Ariel no corre. Se da media vuelta. Camina hacia el centro del campo con la cabeza baja. De lejos escucha a un locutor que se desgañita para narrar el gol. Algún compañero llega para abrazarlo, pero se limitan a golpearle la espalda o el brazo, otro le roza la nuca. Ariel muerde un mechón de pelo. La grada aplaude y algún sector se pone en pie. Los compañeros le conceden el espacio para la celebración en solitario de ese gol que sabe a despedida. Es mi noche, piensa Ariel. Quince minutos antes ha marcado un gol al llegar de puntera a un balón muerto en el área pequeña. Pero ese gol no lo celebró tampoco, ése por feo. Los goles feos no se han de celebrar. Uno de los síntomas de decadencia del fútbol, decía el Dragón, es ver a los jugadores celebrar los goles feos, o peor aún, verles celebrar los goles marcados de penal, eso es indigno, antes nunca se hacía.

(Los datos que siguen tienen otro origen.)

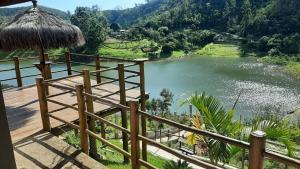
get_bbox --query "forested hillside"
[119,0,300,55]
[104,0,168,27]
[0,6,70,23]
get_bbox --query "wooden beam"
[0,83,17,169]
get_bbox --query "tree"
[110,23,121,32]
[184,93,241,164]
[164,160,192,169]
[71,7,107,54]
[241,0,253,35]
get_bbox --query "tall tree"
[241,0,253,35]
[71,7,107,54]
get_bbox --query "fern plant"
[185,93,241,164]
[164,160,192,169]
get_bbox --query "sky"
[3,0,145,13]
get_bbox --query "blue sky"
[3,0,145,13]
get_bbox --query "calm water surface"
[0,57,300,117]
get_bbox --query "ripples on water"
[226,81,300,116]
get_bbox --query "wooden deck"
[4,77,140,143]
[14,132,107,169]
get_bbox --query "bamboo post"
[82,69,98,158]
[36,77,51,132]
[129,101,141,169]
[76,85,89,154]
[14,57,23,87]
[65,52,72,76]
[118,64,129,163]
[249,131,266,169]
[114,113,119,139]
[0,83,17,169]
[44,54,52,80]
[96,55,101,84]
[138,61,147,161]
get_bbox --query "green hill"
[103,0,168,27]
[0,6,70,23]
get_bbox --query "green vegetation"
[283,62,300,78]
[63,131,168,169]
[196,43,241,57]
[260,56,300,78]
[184,93,300,169]
[70,6,108,54]
[164,160,192,169]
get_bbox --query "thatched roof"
[0,8,85,50]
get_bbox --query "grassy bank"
[0,48,67,60]
[99,38,185,59]
[195,43,241,58]
[63,131,168,169]
[259,56,300,79]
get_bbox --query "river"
[0,57,300,118]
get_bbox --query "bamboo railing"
[32,52,300,169]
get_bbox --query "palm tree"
[164,160,192,169]
[184,93,241,164]
[241,115,296,157]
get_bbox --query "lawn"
[0,48,66,60]
[196,43,241,58]
[99,39,155,59]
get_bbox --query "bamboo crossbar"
[124,63,138,68]
[124,70,141,75]
[21,74,42,78]
[46,99,78,111]
[44,82,76,91]
[100,76,119,80]
[125,85,140,91]
[86,130,131,158]
[264,150,300,168]
[92,80,119,88]
[47,91,73,99]
[125,75,139,79]
[0,59,13,62]
[70,53,95,57]
[0,68,15,72]
[139,110,250,149]
[99,91,120,98]
[52,62,66,65]
[100,56,136,62]
[83,92,129,110]
[49,114,79,130]
[70,61,95,67]
[90,67,118,73]
[19,56,39,61]
[85,112,130,134]
[125,80,140,86]
[48,103,78,114]
[45,73,82,83]
[139,159,158,169]
[100,66,110,69]
[51,69,68,73]
[71,69,82,73]
[20,66,35,69]
[138,135,221,169]
[0,77,17,82]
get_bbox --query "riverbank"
[258,56,300,79]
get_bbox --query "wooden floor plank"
[4,77,140,142]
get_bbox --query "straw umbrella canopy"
[0,1,85,63]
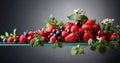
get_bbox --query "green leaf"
[80,15,88,23]
[71,47,78,55]
[67,14,76,21]
[88,39,93,45]
[52,41,63,48]
[79,48,84,54]
[30,34,44,47]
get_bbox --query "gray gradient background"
[0,0,120,63]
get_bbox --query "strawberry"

Hoy todo sale bien. Toca y corre. Recibe con espacio, es fácil ganar a los defensas en la carrera. En el primer tiempo lo derribaron en el área, pero el penalti lo lanzó Matuoko contra una chapa de publicidad. Con este resultado serán cuartos en la clasificación final. De ese equipo mediocre y sin profundidad han salido un par de partidos brillantes. Cuando el árbitro pita el final, los jugadores se saludan, varios compañeros le abrazan con calidez. Ariel camina hacia los vestuarios. Uno de los utilleros le dirige palabras de cariño y el portero suplente le da un cachete amistoso. Los aficionados le aplauden. Ariel agradece los gestos, pero no levanta la cabeza. El entrenador Requero se ha colocado en la boca del túnel de vestuarios y ofrece la mano a los jugadores que abandonan el campo, Ariel se la niega.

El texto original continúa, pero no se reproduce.